Pour quelqu'un qui apprécie la bonne chère, en 5 minutes, la viande
ne peut pas être assez cuite, le goût de la sauce va rester très
proche du vin. L'alcool n'aura pas le temps de bien s'évaporer et
les arômes resteront en plan. La viande, qui a toutes les chances
d'être mal cuite, n'est pas imprégnée comme elle gagnerait à
l'être avec davantage de cuisson.
OK, on aura
peut-être réussi le challenge de cuire quelque chose qui
nécessite 3 heures de mijotage en 5 minutes, on aura épargné de
l'énergie mais il n'y a vraiment pas de quoi se vanter sur le plan
culinaire !!
Dans son
livre « 15 bricolages écologiques et malins »

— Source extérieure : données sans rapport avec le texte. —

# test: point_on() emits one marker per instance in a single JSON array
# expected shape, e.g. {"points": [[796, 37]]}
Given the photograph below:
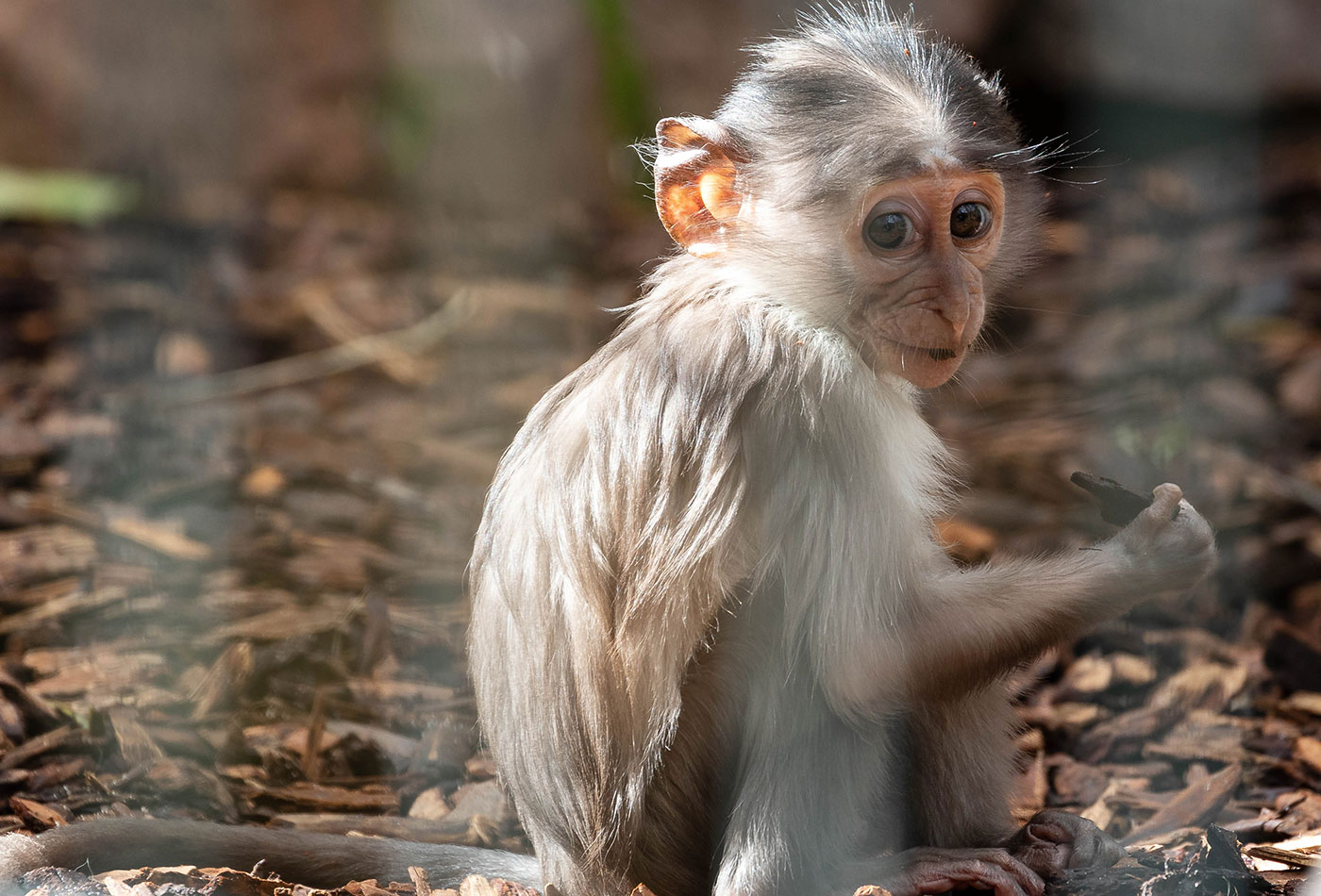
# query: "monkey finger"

(Terre vivante, 2012), Roland Dutrey propose lui aussi une version du
bœuf bourguignon qui consiste à faire roussir la viande dans
un peu d'huile d'olive, puis à ajouter les oignons émincés et les
carottes coupées en rondelles de 1 cm. Après avoir saupoudré le
tout de farine, laisser roussir un instant, puis ajouter vin,
aromates et sel. Cuire 10 minutes puis placer le plat en MN. Au bout
d'une heure, reporter le plat à ébullition et le remettre 1h 30 en
MN. Pour plus de saveur encore, on peut reporter encore le plat à
ébullition une troisième fois et le laisser mijoter dans la MN une
ou deux heures...
Hélas,
après avoir testé, la déception gustative est encore au
rendez-vous : le fait de reporter le plat 2 ou 3 fois à
ébullition apporte un plus mais ne compense pas le temps trop bref
de cuisson préalable. C'est mangeable, on n'a rien gaspillé, mais
surtout quand on y a mis de bons ingrédients, on se dit qu'ils
méritent quand même mieux que ça... Ce qui est particulièrement
intéressant dans cette recette, c'est le fait de sortir le plat de
la MN au bout d'un certain temps et de le reporter brièvement à
ébullition. Ça m'a ouvert des perspectives que je n'avais pas
trouvées dans mes recherches sur l'histoire de la MN.
Retour
dans le passé et à des temps d'ébullition plus réalistes avec ce
cher Paul Delay et ses « 222 recettes de plats à préparer
avec la marmite norvégienne » (P. Lethielleux, 1917)...
« Bœuf
bourguignon :
Cuisson
sur le feu après ébullition : 35 min. ; dans la MN :
6h
Mettez
dans la casserole 30g de beurre ou de végétaline, faites fondre.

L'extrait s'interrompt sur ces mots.